La frustration contre la nature est en revanche tournée vers sa propre communauté dans Banel e Adama, œuvre première de Ramata-Toulaye Sy, dans laquelle le désert sénégalais est le théâtre d’une autre histoire de sécheresse et de tensions sociales. Le film aborde les mêmes thèmes que Between the Rains dans un petit village sénégalais touché par la sécheresse et les températures extrêmes. Banel et Adam sont deux amoureux désireux de se marier. Lui est éleveur de bétail, comme Kolei, mais a aussi le rôle de chef du village. Elle est une jeune femme déterminée et rebelle qui ne veut pas se soumettre aux règles imposées par sa communauté.

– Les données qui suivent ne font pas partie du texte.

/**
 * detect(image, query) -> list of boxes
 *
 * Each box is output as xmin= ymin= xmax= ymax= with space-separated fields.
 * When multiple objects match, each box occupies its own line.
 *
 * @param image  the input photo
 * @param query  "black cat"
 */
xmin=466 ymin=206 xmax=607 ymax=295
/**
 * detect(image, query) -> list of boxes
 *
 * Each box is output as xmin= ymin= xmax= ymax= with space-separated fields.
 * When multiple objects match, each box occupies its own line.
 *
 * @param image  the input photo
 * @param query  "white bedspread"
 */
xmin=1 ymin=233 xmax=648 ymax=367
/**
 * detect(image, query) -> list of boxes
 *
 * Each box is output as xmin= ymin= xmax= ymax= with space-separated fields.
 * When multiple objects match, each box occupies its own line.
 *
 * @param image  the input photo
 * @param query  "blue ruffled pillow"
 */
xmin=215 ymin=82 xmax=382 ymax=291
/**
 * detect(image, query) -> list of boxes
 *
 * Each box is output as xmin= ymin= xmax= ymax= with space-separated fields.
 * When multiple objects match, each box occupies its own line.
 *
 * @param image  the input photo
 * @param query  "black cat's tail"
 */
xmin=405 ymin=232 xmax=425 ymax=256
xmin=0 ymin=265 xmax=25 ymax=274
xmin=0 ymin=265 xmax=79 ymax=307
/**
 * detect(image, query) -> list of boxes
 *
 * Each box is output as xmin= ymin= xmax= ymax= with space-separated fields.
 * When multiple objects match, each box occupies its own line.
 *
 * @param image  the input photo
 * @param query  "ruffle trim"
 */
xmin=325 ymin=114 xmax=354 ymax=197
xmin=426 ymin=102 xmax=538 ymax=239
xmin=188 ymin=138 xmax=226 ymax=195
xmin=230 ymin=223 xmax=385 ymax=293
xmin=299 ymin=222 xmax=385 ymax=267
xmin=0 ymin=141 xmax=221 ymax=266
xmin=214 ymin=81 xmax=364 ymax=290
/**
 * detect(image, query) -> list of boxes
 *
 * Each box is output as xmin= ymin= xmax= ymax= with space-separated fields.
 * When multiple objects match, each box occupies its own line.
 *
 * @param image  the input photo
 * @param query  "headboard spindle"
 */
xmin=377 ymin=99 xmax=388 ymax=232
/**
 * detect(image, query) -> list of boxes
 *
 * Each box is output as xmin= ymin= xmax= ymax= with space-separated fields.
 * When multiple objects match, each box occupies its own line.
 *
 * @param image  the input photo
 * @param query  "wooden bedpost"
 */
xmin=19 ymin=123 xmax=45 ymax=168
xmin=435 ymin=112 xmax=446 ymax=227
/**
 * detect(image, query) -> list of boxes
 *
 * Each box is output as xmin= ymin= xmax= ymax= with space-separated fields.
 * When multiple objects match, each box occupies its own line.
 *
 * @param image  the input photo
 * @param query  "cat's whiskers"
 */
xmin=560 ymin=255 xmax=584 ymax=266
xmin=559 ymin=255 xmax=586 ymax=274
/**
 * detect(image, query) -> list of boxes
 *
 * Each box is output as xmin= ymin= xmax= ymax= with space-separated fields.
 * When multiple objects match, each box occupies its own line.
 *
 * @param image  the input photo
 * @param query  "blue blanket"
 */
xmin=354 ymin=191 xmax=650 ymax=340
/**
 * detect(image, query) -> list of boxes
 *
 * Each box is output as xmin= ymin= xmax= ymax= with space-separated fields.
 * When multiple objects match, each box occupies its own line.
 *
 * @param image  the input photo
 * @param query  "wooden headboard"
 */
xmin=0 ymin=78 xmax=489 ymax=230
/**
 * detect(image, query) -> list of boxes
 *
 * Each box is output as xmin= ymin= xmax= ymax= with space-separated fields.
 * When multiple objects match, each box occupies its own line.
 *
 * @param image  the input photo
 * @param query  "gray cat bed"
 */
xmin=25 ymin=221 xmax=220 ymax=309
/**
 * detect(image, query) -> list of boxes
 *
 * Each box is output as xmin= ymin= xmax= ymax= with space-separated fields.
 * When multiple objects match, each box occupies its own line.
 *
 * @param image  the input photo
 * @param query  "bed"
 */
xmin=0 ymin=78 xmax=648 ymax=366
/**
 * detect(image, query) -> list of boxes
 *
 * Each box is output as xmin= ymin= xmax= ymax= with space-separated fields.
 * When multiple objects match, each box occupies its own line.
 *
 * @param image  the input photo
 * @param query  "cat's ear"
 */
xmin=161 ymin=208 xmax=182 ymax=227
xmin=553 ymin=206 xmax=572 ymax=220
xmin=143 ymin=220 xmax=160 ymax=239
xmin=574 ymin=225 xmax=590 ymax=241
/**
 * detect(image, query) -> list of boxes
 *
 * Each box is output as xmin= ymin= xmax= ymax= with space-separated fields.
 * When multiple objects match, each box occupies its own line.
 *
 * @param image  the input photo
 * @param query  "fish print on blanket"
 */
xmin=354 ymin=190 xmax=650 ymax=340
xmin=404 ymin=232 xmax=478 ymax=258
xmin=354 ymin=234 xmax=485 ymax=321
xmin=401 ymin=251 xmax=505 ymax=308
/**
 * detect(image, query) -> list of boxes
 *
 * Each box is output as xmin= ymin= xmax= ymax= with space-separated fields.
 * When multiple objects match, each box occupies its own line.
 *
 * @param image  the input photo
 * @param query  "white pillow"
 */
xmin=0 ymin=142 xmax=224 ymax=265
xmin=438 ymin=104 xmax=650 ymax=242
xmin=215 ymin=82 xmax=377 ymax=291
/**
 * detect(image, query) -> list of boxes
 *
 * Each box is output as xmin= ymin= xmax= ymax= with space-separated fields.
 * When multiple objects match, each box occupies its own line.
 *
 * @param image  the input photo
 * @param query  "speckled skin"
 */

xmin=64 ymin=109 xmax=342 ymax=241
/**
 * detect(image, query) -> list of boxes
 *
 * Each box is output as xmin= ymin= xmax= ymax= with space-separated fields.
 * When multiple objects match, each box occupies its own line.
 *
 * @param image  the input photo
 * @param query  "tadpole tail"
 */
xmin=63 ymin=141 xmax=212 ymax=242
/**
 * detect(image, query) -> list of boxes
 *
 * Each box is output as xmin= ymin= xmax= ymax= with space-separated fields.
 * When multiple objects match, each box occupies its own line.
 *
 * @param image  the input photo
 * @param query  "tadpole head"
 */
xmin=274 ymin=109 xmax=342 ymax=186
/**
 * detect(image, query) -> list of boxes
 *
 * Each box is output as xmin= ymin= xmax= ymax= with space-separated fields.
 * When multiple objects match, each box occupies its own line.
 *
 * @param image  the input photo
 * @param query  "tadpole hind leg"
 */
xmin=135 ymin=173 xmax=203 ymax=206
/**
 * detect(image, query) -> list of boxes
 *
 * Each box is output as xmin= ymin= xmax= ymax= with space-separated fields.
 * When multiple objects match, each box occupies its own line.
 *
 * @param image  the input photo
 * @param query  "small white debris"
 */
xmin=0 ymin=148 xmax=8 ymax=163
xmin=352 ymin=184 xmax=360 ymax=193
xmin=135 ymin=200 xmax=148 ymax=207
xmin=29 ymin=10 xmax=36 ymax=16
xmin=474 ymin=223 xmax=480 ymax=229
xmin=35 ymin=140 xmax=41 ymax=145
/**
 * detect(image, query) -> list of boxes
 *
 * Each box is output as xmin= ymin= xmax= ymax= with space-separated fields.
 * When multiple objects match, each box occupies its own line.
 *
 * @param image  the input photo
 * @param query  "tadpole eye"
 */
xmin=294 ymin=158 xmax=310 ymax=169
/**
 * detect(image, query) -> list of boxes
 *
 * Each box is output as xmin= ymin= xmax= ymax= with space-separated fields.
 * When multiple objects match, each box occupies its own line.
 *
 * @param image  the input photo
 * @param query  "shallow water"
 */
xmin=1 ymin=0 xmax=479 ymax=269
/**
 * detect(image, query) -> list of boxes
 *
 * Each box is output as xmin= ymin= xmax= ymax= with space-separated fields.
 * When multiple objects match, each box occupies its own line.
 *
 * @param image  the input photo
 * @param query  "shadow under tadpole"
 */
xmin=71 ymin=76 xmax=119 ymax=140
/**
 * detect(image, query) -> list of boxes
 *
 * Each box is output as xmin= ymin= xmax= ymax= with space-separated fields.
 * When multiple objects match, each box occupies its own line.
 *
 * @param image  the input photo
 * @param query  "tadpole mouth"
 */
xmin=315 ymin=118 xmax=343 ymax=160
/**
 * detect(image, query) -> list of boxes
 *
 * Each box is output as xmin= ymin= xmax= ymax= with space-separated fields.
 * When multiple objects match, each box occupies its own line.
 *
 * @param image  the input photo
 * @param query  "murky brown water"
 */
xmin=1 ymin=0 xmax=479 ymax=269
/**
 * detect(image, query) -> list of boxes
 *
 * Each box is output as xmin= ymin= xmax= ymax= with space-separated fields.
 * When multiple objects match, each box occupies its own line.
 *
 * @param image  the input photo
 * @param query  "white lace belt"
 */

Banel est obstinée, elle ne comprend pas les signaux de la nature et tourne toute sa frustration vers les villageois. De même que dans Between the rains, les tribus ennemies sont considérées comme la cause de la sécheresse, Banel est perçue par les sages du village comme l’origine de ce malheur, comme celle qui va à contre les règles de la nature. Banel attend la pluie avec impatience, non pas pour le bien du village comme Kolei, mais pour son désir de liberté et d’avenir heureux avec Adama. Cependant, sa rébellion contre l’attente interminable la conduit à la folie et en fin à la mort.

Banel e Adama

Ces films, contrairement à ceux mentionnés précédemment, nous confrontent à un présent désastreux en abordant un problème actuel que nous pouvons et devons encore résoudre. Banel e Adama et Between the Rains sont un appel à l’aide, le dernier cri pour la préservation de peuples et de cultures en voie de disparition. Le changement climatique, dont ces communautés ne sont pas responsables et contre lequel elles ne peuvent pas lutter, est la cause des souffrances montrées dans les deux films. Mais c’est l’ignorance, entendue au sens littéraire du terme comme manque de connaissances, qui les rend incapables de s’adapter et d’évoluer par rapport au nouveau climat. Ces populations doivent changer, mais ne savent pas comment, ne comprenant pas les causes ni les conséquences de ce qui leur arrive.  La production de ces films joue un rôle crucial non seulement pour sensibiliser le public au changement climatique, ce que font déjà des documentaires plus connus, mais ils servent surtout à déplacer l’attention d’une approche eurocentriste vers ceux qui sont les véritables victimes du changement climatique. Il est essentiel de leur garantir une liberté en leur redonnant une voix. Il faut les informer et les écouter, mais avant tout les impliquer dans le processus décisionnel des politiques climatiques mondiales. Cette action doit être entreprise immédiatement, car « une justice différée est une justice refusée ».